Review: The Wrath of 'Star Trek Into Darkness'

Star Trek Into Darkness is certainly beautifully looking and provides a mostly, fun, amusing adventure. Unfortunately, the actual mechanics of the film as a whole provides an inconsistent, disapointing follow up to director J.J. Abrams' 2009 series re-imagining. Into Darkness is full of entertaining scenes and compelling acting, but the story, execution, and its overall construction are hollow and severely underdeveloped.

The first film had an easy, fun feel to it as we're introduced to younger versions of our heroes, each with their own journey, and a basic plot moving forward. Chris PineZachary Quinto, and ZoĆ« Saldana still make very appealing versions of Kirk, Spock, and Uhura. However, Sulu (John Cho) and Chekhov (Anton Yelchin) are terribly underserved by the sequel's script left with little to do and none of their own motivations. Developed solidly the first time around, Karl Urban captures every note and steals his scenes but is used purely as comic relief and his special bond with Kirk is largely abandoned.

The sequel has a wildly convoluted and messy plot where significant character relationships are shoehorned in or barely explained. It intentionally hides things to trick the viewer (for no real reason) and fails. The film's villain played by Benedict Cumberbatch is introduced and established in a totally underwhelming, forgettable way. He relies heavily on our own perceptions of his villainy and takes away valuable time from the rest of the cast. We know he's an evil terrorist because so many character say so. His actual motivations, backstory, and role in the larger Star Trek mythology are woefully ineffectively portrayed in the actual film as we rely on clunky exposition.

Abrams and writers/producers Roberto Orci, Alex Kurtzman, and Damon Lindelof make interesting but lazy parallels to real life issues of terrorism and war crimes with Klingons used as temporary, throwaway placeholder villains in a weak 9/11 allegory. While not a fan and without any attachment to previous Star Trek incarnations, I still couldn't help feeling cheated by its maddening pace and varied tone. As I vaguely recognized the references and nods to the original series and other films, they felt like cheap retreads done with more money, special effects, and lens flares while being far less genuine or effective.

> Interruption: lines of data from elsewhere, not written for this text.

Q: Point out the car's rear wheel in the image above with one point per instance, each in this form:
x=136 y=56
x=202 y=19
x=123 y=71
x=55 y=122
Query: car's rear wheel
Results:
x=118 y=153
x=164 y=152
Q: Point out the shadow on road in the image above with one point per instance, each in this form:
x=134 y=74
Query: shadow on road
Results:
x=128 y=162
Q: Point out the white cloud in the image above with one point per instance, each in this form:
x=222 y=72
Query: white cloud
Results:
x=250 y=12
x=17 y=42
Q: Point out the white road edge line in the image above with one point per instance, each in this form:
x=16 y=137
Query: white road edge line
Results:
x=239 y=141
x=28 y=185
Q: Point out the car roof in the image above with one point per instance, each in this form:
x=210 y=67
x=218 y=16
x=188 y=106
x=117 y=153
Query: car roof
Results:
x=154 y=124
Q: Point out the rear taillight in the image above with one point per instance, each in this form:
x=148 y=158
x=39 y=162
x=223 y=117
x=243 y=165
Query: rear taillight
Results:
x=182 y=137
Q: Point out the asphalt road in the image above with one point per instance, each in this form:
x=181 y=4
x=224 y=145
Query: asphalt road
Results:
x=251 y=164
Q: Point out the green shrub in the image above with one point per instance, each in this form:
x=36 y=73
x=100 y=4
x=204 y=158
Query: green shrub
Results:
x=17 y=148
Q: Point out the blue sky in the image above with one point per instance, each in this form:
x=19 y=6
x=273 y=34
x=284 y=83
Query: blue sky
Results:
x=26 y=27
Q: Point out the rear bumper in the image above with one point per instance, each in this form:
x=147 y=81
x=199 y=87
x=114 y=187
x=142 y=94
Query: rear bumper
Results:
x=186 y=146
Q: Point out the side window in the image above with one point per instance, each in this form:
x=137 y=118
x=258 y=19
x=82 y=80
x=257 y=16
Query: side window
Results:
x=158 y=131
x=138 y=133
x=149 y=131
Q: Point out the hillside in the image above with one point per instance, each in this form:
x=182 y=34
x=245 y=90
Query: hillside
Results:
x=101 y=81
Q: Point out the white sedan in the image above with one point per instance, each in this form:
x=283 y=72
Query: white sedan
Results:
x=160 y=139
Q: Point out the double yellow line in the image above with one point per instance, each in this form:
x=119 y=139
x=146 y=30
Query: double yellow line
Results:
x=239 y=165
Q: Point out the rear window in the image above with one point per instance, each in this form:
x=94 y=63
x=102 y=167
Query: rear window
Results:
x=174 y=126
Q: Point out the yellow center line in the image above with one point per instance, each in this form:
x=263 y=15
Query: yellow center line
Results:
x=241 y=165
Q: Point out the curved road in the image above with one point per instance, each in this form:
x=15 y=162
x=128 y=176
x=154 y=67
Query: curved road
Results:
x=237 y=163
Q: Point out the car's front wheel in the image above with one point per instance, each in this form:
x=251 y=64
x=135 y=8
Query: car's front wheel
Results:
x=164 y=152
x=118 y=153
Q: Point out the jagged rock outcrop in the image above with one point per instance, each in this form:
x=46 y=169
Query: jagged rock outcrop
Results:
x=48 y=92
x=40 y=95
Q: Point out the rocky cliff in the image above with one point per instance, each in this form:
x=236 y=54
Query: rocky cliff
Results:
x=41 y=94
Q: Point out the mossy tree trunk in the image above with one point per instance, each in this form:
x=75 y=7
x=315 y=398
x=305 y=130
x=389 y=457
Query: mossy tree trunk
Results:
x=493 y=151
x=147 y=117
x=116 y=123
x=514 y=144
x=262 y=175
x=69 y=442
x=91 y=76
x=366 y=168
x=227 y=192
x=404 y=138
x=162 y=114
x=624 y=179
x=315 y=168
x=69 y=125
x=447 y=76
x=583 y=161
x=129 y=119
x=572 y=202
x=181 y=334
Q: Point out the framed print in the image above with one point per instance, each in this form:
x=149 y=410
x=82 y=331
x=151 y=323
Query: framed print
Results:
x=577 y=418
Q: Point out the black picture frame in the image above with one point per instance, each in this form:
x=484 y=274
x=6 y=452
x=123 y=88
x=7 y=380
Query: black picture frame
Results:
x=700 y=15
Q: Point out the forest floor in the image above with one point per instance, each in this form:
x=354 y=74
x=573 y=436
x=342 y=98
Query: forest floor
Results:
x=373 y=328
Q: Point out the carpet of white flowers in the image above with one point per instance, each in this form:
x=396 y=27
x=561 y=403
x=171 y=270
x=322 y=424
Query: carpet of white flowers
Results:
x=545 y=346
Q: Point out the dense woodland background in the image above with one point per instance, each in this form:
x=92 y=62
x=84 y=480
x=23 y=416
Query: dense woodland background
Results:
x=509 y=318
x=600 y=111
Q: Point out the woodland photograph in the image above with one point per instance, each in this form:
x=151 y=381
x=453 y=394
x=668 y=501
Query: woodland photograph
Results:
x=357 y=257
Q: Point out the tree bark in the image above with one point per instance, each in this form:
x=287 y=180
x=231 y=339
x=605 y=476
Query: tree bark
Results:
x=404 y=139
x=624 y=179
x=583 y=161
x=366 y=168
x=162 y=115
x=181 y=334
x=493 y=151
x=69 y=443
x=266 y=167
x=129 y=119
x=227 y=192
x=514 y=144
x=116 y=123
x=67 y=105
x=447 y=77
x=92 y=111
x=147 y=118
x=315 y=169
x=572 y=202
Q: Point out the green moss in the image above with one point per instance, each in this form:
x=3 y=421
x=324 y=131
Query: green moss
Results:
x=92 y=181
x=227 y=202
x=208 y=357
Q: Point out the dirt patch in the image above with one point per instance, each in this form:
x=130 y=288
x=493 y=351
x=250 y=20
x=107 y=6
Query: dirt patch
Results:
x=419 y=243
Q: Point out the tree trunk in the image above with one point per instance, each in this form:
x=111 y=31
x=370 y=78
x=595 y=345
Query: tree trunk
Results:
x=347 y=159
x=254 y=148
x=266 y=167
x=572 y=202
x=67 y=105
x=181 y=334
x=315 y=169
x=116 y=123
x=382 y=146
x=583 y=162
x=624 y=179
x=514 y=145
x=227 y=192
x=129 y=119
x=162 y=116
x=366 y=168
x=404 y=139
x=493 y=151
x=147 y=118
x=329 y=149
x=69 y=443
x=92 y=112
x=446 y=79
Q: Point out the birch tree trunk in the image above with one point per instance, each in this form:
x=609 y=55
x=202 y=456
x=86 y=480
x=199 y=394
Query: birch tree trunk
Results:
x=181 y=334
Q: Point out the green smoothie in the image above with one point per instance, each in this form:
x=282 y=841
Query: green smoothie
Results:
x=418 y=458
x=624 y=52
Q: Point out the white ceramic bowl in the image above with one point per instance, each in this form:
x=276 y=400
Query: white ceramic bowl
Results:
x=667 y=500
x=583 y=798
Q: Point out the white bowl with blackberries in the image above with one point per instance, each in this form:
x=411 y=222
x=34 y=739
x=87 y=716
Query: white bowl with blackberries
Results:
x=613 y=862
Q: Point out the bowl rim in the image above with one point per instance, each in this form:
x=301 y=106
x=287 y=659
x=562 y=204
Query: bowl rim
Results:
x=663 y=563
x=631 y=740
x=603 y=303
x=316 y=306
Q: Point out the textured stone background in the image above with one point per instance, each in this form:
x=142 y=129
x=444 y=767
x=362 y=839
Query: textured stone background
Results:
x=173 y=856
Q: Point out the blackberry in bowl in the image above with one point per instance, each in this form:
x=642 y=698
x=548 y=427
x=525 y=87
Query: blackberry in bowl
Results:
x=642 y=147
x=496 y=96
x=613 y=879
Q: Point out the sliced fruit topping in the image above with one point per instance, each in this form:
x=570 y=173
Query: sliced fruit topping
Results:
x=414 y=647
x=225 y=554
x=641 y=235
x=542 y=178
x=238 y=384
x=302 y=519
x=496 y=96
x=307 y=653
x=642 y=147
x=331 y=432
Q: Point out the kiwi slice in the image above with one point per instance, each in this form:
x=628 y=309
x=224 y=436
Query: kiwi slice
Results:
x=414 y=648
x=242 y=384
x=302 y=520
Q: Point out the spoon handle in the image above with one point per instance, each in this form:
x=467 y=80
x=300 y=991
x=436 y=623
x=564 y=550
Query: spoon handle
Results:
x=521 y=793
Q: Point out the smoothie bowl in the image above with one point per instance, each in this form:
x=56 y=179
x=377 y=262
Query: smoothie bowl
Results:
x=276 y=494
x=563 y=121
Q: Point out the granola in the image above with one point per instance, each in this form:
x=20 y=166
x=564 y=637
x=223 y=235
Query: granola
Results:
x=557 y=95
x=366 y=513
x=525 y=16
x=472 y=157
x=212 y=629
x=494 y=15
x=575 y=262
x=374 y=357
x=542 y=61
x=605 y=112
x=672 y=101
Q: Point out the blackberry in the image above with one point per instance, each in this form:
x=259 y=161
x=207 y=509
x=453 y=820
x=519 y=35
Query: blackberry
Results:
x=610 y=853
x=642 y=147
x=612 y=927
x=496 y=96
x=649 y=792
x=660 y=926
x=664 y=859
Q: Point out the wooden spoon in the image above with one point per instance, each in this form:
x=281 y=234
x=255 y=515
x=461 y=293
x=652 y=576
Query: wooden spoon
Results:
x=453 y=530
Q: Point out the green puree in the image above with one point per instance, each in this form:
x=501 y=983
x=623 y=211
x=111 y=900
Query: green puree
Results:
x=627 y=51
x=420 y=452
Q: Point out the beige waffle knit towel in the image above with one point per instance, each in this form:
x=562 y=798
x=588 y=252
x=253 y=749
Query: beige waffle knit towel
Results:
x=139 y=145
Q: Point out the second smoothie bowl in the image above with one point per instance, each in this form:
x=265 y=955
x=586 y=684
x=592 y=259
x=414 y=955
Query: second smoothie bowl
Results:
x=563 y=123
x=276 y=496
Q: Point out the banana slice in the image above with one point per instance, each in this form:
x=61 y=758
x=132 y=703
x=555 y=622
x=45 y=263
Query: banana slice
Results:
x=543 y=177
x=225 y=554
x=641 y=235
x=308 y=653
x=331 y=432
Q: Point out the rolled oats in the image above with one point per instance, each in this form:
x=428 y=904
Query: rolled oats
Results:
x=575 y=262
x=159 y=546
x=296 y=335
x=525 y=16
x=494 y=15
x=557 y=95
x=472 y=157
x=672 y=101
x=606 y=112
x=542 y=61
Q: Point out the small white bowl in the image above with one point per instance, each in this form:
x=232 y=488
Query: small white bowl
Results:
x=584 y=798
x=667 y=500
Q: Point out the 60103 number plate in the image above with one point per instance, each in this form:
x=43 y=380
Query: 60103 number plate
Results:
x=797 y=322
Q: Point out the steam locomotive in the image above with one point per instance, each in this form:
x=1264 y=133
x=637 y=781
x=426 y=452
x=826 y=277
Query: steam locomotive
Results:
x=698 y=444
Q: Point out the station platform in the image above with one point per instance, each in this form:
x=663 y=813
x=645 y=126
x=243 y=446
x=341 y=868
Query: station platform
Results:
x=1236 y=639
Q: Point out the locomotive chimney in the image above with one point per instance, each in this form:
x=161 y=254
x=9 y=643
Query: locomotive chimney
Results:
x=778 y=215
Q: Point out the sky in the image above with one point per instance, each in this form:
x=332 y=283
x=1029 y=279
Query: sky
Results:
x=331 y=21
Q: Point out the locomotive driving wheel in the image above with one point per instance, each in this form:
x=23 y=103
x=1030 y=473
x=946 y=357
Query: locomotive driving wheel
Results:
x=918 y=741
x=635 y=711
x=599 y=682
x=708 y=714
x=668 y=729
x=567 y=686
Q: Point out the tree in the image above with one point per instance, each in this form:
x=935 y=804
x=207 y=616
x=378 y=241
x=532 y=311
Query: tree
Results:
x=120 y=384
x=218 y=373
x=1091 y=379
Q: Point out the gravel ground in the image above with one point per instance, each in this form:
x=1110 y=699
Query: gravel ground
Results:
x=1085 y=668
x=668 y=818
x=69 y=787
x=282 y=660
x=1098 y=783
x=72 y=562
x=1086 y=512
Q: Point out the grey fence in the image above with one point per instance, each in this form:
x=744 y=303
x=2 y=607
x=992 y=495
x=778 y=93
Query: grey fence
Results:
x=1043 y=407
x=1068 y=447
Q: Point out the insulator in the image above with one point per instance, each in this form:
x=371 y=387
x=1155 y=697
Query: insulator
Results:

I can't remember enjoying a film in the moment this much yet still managing to leave the theatre so hollow and thoroughly unsatisfied. Abrams shows his mastery of visuals and working with actors but abandons his roots as a dramatic storyteller and gift for crafting adventure through compelling mystery. This is why Star Trek Into Darkness feels so silly, almost completely disposable, and like an oddly violent mishmash of old Trek ideas. Despite big effects, flashy action, and intergalactic space travel, the film feels small, even for popcorn fare, as it lacks much of any substance.